Trucking largely supported Donald Trump for president because of his promises to reduce regulation (which he’s been working on) and put in place pro-business policies (such as the tax cut.) But his trade war has a great many businesses concerned, if not up in arms – and it could even affect the economy.
The administration has slapped tariffs on billions of dollars worth of steel and aluminum imports from China, the European Union, Canada and others, and the president has said he is considering extending them to the auto sector.
So what’s the problem? One, the steel tariffs imposed by the administration are affecting U.S. companies that make things with steel. Two, worldwide retaliation for U.S. tariffs are affecting everything from Harley Davidsons to cheese and soybeans.
While Trump promised to “bring the steel industry back,” his tariffs are having a negative effect on other industries in the U.S.
Two economists with the Council on Foreign Relations analyzed historical data to estimate the impact of a 25% steel tariff on auto sales and project that steel tariffs will force an increase in auto prices, leading to a decrease in sales, which could result in auto-industry job losses ranging from 18,000 to 40,000 by the end of 2019 – up to nearly a third of the industry workforce.
CNN Money reports that the largest U.S. nail manufacturer is “on the brink of extinction” because of steel tariffs.
Wisconsin-based Harley-Davidson last year sold about 16% of its bikes in Europe. The manufacturer announced June 25 in a regulatory filing that it would shift some production of motorbikes outside the U.S. to help it avoid the burden of retaliatory tariffs slapped on the bikes.
U.S. ports are worried that the trade battle could affect their business. Los Angeles, the nation’s largest container port, said 15% of its cargo business could be affected.
The Wall Street Journal reports that Cummins is preparing to deal with tariffs on products the engine maker imports from its own factories in China to sell in the U.S. or use in its American plants. “China accounts for about 10% of Cummins’s global sales, and the U.S. tariffs could expose the company to retaliatory tariffs from other countries where it sells its U.S.-made engines. That could hit plants like one in Seymour, Ind., where Cummins has invested more than $300 million to make more engines for export.”
And these are just a few examples.
More than 55 trade associations raised alarms over these trade policies in a letter sent to leaders of the Senate Committee on Finance leadership and the House Ways and Means Committee leadership, including the Truck & Engine Manufacturers Association and the Motor & Equipment Manufacturers Association (which includes the Heavy Duty Manufacturers Association), alongside such groups as the National Retail Federation, the Grocery Manufacturers Association, and the American Soybean Association.
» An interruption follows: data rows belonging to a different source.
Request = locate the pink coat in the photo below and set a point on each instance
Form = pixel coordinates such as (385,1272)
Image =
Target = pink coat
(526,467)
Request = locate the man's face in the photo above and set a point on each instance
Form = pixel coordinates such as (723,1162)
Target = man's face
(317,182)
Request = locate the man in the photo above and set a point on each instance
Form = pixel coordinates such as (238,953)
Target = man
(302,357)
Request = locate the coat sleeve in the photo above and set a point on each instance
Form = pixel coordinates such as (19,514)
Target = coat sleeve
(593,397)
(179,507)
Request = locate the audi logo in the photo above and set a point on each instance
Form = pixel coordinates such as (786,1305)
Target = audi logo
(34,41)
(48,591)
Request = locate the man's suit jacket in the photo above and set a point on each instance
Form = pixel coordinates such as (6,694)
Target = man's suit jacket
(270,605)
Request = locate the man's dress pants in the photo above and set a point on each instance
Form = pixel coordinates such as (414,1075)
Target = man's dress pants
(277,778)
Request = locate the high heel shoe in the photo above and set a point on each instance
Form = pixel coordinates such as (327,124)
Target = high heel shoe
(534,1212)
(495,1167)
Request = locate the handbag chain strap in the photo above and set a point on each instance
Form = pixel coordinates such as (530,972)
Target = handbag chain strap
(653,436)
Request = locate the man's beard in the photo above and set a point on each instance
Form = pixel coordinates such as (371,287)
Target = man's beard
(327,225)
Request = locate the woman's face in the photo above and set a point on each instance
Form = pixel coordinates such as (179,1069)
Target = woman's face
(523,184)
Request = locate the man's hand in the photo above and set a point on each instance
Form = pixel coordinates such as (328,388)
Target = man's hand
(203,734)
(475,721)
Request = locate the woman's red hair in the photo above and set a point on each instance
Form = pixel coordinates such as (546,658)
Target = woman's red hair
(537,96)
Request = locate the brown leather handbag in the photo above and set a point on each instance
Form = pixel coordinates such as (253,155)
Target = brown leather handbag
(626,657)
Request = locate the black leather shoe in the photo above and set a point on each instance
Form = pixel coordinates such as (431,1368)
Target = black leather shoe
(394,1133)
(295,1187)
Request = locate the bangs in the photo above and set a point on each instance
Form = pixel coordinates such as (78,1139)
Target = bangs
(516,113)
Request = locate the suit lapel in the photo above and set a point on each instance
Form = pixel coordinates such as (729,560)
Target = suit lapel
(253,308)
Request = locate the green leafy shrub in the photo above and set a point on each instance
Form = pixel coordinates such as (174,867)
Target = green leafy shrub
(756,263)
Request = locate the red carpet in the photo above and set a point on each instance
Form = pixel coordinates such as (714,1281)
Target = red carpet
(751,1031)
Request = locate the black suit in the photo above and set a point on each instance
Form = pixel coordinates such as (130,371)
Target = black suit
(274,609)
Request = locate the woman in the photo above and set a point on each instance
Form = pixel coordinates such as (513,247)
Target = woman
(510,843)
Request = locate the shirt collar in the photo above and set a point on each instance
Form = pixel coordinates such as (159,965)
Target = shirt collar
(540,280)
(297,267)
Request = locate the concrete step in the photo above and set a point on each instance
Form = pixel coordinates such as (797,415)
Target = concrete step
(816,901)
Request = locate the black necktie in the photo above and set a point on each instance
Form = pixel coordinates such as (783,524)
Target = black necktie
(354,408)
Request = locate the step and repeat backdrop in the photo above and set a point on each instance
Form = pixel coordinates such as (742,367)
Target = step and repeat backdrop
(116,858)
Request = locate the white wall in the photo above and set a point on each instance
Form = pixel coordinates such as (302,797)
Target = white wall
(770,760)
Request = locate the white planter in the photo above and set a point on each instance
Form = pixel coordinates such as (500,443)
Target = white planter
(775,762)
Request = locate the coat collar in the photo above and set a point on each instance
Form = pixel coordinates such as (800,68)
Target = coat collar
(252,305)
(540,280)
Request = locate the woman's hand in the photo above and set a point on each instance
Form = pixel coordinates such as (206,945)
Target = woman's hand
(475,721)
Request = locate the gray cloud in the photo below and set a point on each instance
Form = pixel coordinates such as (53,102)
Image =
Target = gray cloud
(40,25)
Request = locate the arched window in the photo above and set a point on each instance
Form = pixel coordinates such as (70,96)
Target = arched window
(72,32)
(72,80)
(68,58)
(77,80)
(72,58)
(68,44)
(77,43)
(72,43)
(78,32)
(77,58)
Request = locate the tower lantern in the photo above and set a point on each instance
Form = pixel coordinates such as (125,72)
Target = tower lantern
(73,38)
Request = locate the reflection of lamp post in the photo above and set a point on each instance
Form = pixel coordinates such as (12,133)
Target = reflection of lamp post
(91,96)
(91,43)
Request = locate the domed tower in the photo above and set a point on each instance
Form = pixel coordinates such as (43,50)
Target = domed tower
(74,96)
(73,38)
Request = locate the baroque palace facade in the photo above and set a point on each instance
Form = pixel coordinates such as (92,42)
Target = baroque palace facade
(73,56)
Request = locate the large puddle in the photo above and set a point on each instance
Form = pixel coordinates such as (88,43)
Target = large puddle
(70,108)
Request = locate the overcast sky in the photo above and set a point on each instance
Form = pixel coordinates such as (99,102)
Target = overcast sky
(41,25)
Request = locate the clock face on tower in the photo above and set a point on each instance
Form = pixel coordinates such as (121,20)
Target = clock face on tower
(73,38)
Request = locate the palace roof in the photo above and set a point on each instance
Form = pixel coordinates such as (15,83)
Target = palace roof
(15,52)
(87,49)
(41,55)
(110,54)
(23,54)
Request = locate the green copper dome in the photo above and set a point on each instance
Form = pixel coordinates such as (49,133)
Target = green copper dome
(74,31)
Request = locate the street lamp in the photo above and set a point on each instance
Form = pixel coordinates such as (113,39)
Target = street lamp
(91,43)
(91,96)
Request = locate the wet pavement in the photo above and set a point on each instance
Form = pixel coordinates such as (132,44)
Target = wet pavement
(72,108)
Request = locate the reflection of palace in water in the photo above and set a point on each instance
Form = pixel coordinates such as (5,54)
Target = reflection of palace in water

CBS News reports that “some economists say a trade war could cancel out faster economic growth from last year's tax cuts, while rising prices would effectively eat up the small tax windfall most Americans got.” Given the fact that consumer spending makes up some two-thirds of the nation’s gross domestic product, that’s a concern. In fact, a June monthly survey of 272 U.S. business leaders by Chief Executive magazine found growing fear about global conflict on trade matters.
The U.S. Chamber of Commerce is expected to spend millions of dollars ahead of the November elections to help candidates who back free trade, immigration and lower taxes.
“The administration is threatening to undermine the economic progress it worked so hard to achieve,” said Chamber President Tom Donohue (onetime American Trucking Associations chief) in a statement. “We should seek free and fair trade, but this is just not the way to do it.”
Nobody "wins" a trade war – but there may be a lot of losers.